For, if cars are all the bad things listed above, they have also been emancipating, energising, socially and economically transformative. They inspire devotion. They are objects of intense invention and creativity, as seen both in Henry Ford’s production lines and in the iridescent greens and yellows of Tipsy/Guardian Angel, a 1962 Chevrolet Impala convertible customised by a Latino Angeleno called Tomas Vasquez. A short distance from the glum Carter clip is a map annotated by his fellow Democrat Franklin Roosevelt, a little more than 40 years previously, on which lines of blue pencil denote the freeways that were to sweep across the United States. For FDR, during the depression, cars were signs of hope.
A recurring theme, indeed,, indeed, is the attachment of national significance to cars. There is the Paykan, a variant of the British Hillman Hunter, which in the time of the Shah became an unlikely symbol of Iranian identity. There is the Delahaye Type 145 of 1937, the successful outcome of a patriotic campaign to build a French car that could win races against the then-mighty products of the Nazi-backed German car makers.
With cars, fantasy and function have always been entwined. On arrival at the show you are greeted with a 1950s film envisaging a future in which a uniformed official in a control room – a sort of inefficient prototype of Google Maps – radios to drivers the best routes for them to take. Nearby you can see a drawing by a Soviet design student that, as early as 1928, proposed a car-like, bubble-shaped living pod of a kind that is still a popular version of what the future will look like.
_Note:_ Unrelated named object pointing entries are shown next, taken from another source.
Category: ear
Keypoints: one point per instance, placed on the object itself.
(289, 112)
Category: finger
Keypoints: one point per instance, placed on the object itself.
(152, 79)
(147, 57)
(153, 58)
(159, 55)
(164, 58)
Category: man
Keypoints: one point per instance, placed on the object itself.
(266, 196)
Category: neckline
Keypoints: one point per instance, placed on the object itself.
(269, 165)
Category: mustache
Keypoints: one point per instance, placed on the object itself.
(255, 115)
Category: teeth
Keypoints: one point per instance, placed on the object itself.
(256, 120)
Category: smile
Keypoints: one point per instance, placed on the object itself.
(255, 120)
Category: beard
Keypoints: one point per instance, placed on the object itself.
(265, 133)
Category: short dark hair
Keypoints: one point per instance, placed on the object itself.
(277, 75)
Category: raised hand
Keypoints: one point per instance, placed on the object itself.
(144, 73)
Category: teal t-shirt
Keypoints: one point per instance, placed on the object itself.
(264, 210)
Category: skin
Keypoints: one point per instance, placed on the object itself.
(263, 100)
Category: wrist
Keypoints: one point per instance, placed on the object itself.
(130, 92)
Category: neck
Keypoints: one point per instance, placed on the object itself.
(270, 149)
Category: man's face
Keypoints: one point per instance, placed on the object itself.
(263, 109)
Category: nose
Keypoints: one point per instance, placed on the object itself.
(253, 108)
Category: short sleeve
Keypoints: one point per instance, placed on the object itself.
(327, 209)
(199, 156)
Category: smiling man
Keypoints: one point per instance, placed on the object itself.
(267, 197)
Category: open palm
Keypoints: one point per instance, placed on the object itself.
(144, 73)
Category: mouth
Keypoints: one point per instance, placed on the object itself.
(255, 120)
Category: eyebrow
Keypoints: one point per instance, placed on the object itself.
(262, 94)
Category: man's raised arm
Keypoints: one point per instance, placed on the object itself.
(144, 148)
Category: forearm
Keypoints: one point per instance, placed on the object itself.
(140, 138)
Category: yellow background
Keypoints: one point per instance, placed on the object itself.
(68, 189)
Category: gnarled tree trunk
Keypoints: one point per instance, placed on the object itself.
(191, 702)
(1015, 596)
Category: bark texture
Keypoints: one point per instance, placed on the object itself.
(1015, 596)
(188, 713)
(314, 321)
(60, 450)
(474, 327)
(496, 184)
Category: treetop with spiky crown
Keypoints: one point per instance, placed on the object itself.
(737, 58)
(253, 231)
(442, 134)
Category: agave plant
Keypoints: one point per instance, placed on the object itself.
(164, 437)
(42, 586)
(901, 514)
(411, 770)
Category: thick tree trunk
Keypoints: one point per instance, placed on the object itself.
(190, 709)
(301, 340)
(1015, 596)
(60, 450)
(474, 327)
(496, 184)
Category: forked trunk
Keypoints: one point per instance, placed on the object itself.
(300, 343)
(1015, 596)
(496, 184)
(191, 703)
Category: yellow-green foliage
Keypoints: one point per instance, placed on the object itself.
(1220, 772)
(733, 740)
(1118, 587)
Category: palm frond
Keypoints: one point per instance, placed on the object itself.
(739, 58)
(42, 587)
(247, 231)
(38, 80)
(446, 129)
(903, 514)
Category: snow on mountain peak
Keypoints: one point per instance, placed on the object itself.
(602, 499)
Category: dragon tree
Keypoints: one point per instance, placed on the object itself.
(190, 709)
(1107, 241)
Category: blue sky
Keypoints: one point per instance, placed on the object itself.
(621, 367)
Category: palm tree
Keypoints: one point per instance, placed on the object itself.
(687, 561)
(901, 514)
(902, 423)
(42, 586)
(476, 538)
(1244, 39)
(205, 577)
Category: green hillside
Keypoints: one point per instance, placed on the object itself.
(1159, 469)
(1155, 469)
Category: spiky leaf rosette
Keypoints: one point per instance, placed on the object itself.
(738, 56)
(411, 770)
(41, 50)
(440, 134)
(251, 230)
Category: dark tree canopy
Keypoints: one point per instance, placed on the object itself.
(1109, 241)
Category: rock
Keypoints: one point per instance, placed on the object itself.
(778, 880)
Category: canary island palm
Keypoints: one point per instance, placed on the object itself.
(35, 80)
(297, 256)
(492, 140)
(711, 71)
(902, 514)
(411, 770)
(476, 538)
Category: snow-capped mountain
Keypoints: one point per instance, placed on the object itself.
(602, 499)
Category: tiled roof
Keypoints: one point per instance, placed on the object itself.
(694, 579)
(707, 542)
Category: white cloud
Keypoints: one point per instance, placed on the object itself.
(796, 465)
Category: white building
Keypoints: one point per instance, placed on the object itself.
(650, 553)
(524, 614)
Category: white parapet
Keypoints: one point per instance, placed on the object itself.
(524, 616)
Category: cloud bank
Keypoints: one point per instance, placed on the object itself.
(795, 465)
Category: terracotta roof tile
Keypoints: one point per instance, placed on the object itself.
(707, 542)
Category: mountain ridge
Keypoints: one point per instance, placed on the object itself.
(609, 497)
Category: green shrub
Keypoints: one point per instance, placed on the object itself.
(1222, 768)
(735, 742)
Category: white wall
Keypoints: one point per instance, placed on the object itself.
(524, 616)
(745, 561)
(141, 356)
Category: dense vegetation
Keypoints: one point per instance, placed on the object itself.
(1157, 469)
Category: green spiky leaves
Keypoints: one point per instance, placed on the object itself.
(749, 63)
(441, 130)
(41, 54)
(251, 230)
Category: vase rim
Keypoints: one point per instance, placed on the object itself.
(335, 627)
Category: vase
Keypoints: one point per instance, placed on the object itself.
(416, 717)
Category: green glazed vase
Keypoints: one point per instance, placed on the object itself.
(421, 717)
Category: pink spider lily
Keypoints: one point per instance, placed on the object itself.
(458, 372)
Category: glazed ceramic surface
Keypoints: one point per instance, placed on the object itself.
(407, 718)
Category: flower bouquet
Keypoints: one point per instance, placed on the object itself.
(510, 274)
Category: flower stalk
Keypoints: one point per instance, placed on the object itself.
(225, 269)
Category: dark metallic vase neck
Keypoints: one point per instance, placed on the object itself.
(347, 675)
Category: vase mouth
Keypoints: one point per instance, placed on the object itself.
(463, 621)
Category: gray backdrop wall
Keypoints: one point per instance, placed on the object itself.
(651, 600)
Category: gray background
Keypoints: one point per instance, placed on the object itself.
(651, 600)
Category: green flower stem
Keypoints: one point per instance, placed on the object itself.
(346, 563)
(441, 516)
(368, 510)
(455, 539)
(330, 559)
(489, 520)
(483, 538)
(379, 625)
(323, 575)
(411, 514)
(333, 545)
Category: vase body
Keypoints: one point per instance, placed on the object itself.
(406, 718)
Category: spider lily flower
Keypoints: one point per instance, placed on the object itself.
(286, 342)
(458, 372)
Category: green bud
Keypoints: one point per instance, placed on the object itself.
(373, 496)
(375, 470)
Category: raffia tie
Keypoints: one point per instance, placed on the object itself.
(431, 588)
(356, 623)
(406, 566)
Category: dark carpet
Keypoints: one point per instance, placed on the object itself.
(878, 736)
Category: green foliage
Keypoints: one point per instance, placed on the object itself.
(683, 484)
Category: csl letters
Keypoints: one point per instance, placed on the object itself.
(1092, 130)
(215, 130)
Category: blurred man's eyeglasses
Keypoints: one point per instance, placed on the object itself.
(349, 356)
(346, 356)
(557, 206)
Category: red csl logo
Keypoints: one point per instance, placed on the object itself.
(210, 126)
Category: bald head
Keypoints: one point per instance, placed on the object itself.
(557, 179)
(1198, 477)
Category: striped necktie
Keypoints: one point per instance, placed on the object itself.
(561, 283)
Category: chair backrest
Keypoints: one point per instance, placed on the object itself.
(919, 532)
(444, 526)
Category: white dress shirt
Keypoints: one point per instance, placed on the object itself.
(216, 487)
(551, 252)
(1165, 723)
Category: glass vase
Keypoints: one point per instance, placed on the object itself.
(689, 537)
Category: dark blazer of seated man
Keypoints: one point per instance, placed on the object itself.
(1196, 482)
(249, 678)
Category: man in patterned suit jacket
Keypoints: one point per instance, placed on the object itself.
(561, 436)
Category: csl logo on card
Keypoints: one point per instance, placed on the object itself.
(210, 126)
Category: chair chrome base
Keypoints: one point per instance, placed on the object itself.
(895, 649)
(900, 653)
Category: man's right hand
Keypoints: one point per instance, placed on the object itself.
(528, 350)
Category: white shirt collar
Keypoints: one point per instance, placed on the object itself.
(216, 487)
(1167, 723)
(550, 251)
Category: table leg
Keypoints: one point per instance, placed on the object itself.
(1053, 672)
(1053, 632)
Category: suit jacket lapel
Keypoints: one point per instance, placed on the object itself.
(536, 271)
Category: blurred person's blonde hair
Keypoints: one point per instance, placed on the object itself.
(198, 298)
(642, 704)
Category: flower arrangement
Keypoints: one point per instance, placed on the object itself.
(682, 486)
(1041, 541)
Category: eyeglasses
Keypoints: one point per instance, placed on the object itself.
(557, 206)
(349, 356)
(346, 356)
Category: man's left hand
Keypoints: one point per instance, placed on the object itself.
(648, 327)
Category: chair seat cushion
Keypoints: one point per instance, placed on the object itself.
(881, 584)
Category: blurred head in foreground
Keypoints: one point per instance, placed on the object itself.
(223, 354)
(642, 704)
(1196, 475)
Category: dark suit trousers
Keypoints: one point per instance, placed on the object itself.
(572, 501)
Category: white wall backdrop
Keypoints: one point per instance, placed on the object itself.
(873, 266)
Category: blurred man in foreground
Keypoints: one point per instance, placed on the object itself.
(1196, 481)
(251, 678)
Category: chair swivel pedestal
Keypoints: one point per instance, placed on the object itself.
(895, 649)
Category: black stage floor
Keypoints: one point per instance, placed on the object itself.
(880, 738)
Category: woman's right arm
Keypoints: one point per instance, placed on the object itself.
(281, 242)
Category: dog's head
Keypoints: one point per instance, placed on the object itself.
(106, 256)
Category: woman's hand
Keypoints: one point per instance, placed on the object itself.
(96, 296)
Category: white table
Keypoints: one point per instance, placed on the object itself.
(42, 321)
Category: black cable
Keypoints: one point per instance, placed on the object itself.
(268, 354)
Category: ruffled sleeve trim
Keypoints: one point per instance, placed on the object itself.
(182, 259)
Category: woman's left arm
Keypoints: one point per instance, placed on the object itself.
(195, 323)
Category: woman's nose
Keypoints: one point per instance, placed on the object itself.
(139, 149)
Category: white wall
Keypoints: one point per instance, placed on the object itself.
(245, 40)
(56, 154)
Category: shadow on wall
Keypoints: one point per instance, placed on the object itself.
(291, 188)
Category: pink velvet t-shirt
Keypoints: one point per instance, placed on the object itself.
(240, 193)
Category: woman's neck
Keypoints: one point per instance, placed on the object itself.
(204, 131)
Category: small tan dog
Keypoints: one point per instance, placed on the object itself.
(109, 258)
Next you see the Firebird 1 concept car of 1953, which set out to look like a jet fighter.
There’s an arresting section on the ways in which General Motors, in seeking to compete with the efficient monotony of Ford, started styling mass-production cars. Later they wanted to appeal to women, who, their research showed, had the “final say” in the majority of car purchases, with such things as pearls stitched into the seats and compartments for makeup. The exhibition touches on the ways in which, following the world of fashion, car manufacturers started restyling the product range every year to stimulate the appetite to keep buying new models. It shows the reaction against the imposition of corporate taste by, for example, customisation.
Cars now are on the brink of becoming something different – driverless, electric, networked – which may or may not make them more benign. The V&A show touches on this, with a final room showing a hypothetical car of the future, but the main aim is to show how the car got to be what it is now. The material is mostly from before 1980 – just as well, as the subject is already vast enough. Given that almost everything about life has been touched by cars, it would be possible to mount 50 different exhibitions on the theme, each with its own set of exhibits, each equally valid.
This one does a good job of navigating the difficult territory between piston-engine porn and climate apocalypse. It doesn’t try to draw conclusions or give lectures – in which respect its retrospection makes its avoidance of contemporary controversy easier. The viewer is allowed pleasure at the beauty of some of the creations, fascination with the human brilliance and human foibles at work, and recognition of the accompanying destruction. It’s not agitprop, it’s arguably a touch complacent, but it provides a valuable and arresting set of insights into one of the makers of the modern world. Which, in fact, is quite a lot for one exhibition.